IMMIGRATION AND ABSORPTION Minister Sofa Landver holds up an apron next to Jewish Agency Chairman Natan Sharansky at an event celebrating the initiative’s commencement at the Herods Hotel in Tel Aviv on Tuesday..
(photo credit: JORGE NOVOMINSKI)
When Alexei Plitman arrived in Israel from Russia last November, he at least had one thing guaranteed for him – a job.
Plitman, a 43-year-old native of Chelyabinsk, made aliya just a few months ago, but he’s heading straight for a track that will put him to work in a hotel kitchen within a year.
“I arrived in Israel in November with my wife,” said Plitman. “I had always liked cooking, and I had thought of getting formal education in this field.”
Plitman is part of a new initiative organized by the Jewish Agency, the Immigration and Absorption Ministry, the Economic Ministry and the Tadmor Culinary School in Herzliya. Through the program, 30 recent immigrants from the former Soviet Union will take part in an eight-month program that includes a completely subsidized culinary training course at Tadmor. Upon completion of the course, all the participants will be placed at jobs within the Fattal hotel chain.
The immigrants, who range in age from 25 to their 40s, come from a variety of different professional backgrounds, and most have no prior connection to the culinary world.

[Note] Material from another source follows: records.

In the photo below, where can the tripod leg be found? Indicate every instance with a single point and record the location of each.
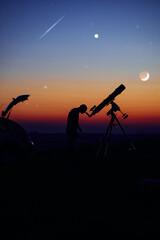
(101, 148)
(128, 139)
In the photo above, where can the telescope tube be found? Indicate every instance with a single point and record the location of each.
(110, 98)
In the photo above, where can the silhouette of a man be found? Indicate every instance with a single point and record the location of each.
(73, 126)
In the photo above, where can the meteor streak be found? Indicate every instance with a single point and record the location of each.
(51, 27)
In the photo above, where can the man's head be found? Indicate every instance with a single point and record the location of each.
(83, 108)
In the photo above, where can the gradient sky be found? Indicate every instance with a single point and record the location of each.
(68, 66)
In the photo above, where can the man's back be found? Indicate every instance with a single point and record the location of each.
(72, 121)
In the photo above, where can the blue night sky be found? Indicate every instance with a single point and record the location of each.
(128, 43)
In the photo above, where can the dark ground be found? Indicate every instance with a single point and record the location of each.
(49, 197)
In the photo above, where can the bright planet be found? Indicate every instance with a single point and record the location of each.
(144, 76)
(96, 35)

The program “embodies the integration and cultural wealth that is so crucial to Israeli society,” Immigration and Absorption Minister Sofa Landver said at the program’s launch at the Herods Hotel in Tel Aviv last week. “Food can bring people together,” she added, “and through food these immigrants can connect to the diverse Israeli culture and bring to Israeli cuisine their own touches from home.”
Jewish Agency Chairman Natan Sharansky said to the participants that “there are a great many cuisines in Israel – Moroccan, Ashkenazi, Persian. I hope that now, with your help, there will also be a Jewish Ukrainian cuisine, which I love most of all because it is what my mother made.”
What makes this program unique is that the participants have a guaranteed job before they arrive in Israel, explained Orly Zuckerman, the Jewish Agency’s director of absorption programs for Western olim.
“Before they even make aliya, we send a team to meet them, interview them and see if they’re suitable for the program,” she said.
“Not everyone is accepted, but for those who are, we guarantee them a job and so they say ‘Okay, I have a job, now I can move to Israel.’” Zuckerman said the Jewish Agency staff look for those who understand the physical demands of the job and are serious about the undertaking.
“They don’t need to have any background in cooking, but we’re checking their abilities to succeed in this framework,” she said.
The program is one of the many under the umbrella of “Project Aliya 2000,” which aims to aid job placement for immigrants to Israel from around the world. There have been past courses for electricians, nurses, teachers and other professions, but this is the first to promise every participant job placement.
“Now the immigrant knows three to four months in advance exactly what his plan is, and that he’ll have a job and around what the size of his paycheck will be,” Zuckerman said. “If they didn’t know they had a job they might not have made aliya.”
Zuckerman added that while the immigrants come from a variety of different fields, many might have skills or experience that don’t transfer well to the Israeli job market.
Before the participants start the culinary training, they take part in an intensive ulpan that prepares them both for the course and for life in an Israeli hotel kitchen.
While Plitman has never worked as a chef before, he had a small company that produced hummus and other prepared dips in Russia.
He isn’t sure of his longterm career goals, but said, “I don’t mean to right now refuse any opportunities. It depends on what kind of education I will get and what kind of experience I will get.”